Executive director, Mubadala Aerospace

That will require creating a local supply chain, and Mubadala is working with fellow government-owned agency Abu Dhabi Airports (ADAC) to develop Al Ain airport and create an aerospace cluster there by enticing local and foreign-owned small and medium-sized enterprises to set up shop. "We want to be the Seattle or Toulouse of the Middle East," says Al Shemmari. However, he is realistic about how easy it will be to build the necessary home-grown expertise in such a short period, and says "acquisition in Europe is not out of the question - somewhere we can send our people to learn procedures".

Since acquiring control of SRT in 2009, Mubadala has been slowly integrating it with ADAT - the former Gulf Aircraft Maintenance (Gamco) - although the two businesses have largely run separately and under their own identities. By the end of this year, says Al Shemmari, Mubadala will decide on a new branding strategy, which will be either "the Air France-KLM model" of sister brands, or the "Lufthansa Technik model of a strong ­global brand". Whichever is chosen, sales staff will "pitch a one-stop solution", with airframe maintenance shared largely between Abu Dhabi and SRT's facility in Malta, and component and engine overhauls carried out at ADAT and in Zurich. "We have been spending a lot of time ensuring there are no duplications between the businesses, unless volumes justify it," says Al Shemmari.

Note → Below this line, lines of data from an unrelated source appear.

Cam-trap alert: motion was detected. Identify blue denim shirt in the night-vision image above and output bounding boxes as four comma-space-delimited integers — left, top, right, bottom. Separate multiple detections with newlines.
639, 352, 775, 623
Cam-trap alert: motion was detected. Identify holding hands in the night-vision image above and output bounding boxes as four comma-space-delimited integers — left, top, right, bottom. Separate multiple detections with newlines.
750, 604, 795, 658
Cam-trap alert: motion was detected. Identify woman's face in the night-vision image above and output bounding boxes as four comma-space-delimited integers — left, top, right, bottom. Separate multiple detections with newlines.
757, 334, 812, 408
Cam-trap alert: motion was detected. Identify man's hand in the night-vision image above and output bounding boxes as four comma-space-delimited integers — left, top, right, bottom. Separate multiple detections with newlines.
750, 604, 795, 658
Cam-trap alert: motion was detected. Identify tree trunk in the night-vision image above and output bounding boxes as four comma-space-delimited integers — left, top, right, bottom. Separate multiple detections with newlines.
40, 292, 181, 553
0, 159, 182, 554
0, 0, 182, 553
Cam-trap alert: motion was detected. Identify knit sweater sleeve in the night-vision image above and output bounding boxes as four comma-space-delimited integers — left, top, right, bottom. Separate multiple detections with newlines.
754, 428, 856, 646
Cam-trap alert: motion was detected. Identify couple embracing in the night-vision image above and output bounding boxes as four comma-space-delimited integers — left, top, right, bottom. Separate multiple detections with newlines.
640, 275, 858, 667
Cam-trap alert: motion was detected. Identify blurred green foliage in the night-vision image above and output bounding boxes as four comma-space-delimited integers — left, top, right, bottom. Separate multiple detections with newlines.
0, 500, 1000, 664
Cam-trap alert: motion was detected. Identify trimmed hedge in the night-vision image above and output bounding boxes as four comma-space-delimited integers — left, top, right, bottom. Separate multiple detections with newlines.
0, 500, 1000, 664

Military MRO - once a substantial part of ADAT's business at its facility next to Abu Dhabi International airport - has been "carved out" to the new Ammroc operation, which has a contract with the UAE armed forces to maintain most of its inventory. Ammroc is currently co-sited with ADAT, but will be moved to Al Ain by 2014.

Mubadala is always very sensitive about comparisons with Dubai Aerospace Enterprise - also created five years ago by Abu Dhabi's neighbour to develop an aerospace industry in Dubai.

DAE had a two-year flurry of activity, which saw an aircraft leasing business, aerospace university and MRO division being established - it acquired StandardAero of the USA and was initially a co-owner of SR Technics with Mubadala. However, since the emirate's property crash of 2009, DAE has spent three years hunkering down. Its university folded and many of its aircraft orders have been cancelled.

Without directly referring to DAE, Al Shemmari insists Mubadala's venture into the aerospace sector has "not just been a fad". Instead, he says: "It has been a well thought-out strategic interest. We are developing and ­solidifying our relationships with OEMs even further."